Upcoming discussions
I wanted to put a couple of bookmarks in here at this point as I don’t have the time to write much more today, but I want to expand on a couple of topics I’ve been looking into lately.
One is about foreign direct investment in the Caribbean and how we need to be vigilant and more demanding of real-world and useful outcomes. The angle of the piece is telling the story of a tragic, and in my mind, criminal outcome. When we’re talking about Blockchain, Defi, and other so-called Web3 investments, there is much to discuss and critique.
I’d also asked about federated instances in the Caribbean and if anyone had examples of such in the region. A guy in Guadeloupe reached out to me, and we chatted about it. I’m hoping to write a couple of words about that soon, too.
Reading
Six years of the GDPR: we won’t pay for our right to data protection
You know my feelings on invasive surveillance adtech, so I’m not going to beat that drum too much. Suffice it to point you to another very accessible article from Access Now. Please become more aware of what these companies are doing with data and the dangers that lie ahead that we have only started seeing.

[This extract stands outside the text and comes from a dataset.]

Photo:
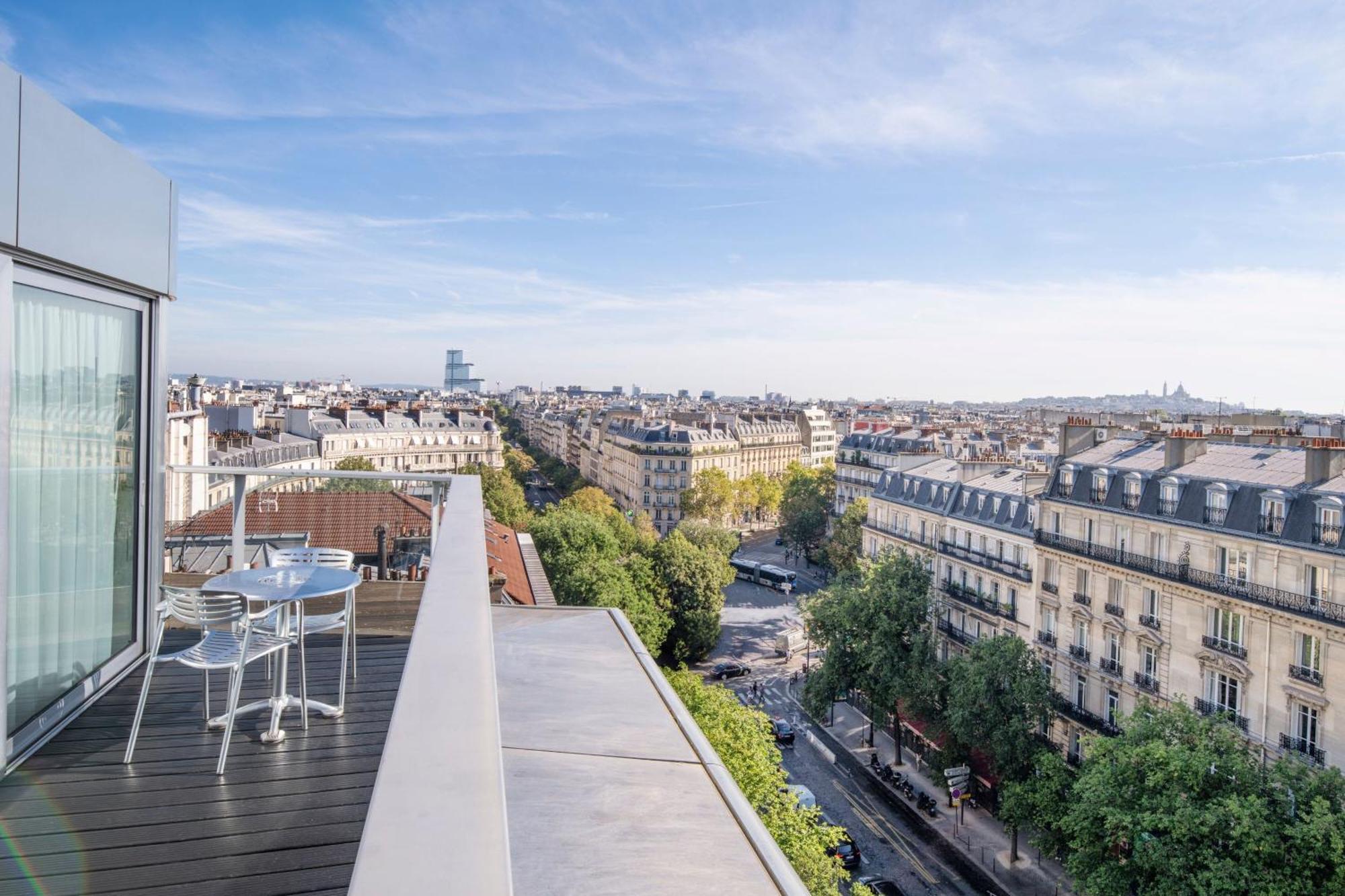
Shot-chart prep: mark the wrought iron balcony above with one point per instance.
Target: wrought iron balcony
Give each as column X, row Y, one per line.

LLMs don’t do formal reasoning - and that is a HUGE problem
LLMs are still the talk of the town, but mass deployment and inclusion in decision-making roles are still very risky prospects. They don’t reason, and they mathematically place words after each other. That’s it. No magic. This article explains it all.
 The Fediverse has empowered me to take back control from Big Tech. Now I want to help others do the same.
The article title says it all.
Escape from Twitter. The future of social media is decentralized
More on my topic in this newsletter. Heads up: You’ll need to use a translation tool unless you read Polish.
Watchdog finds AI tools can be used unlawfully to filter candidates by race, gender
Shocked, I tell you. I’m really shocked. FFS, why do we keep doing these things?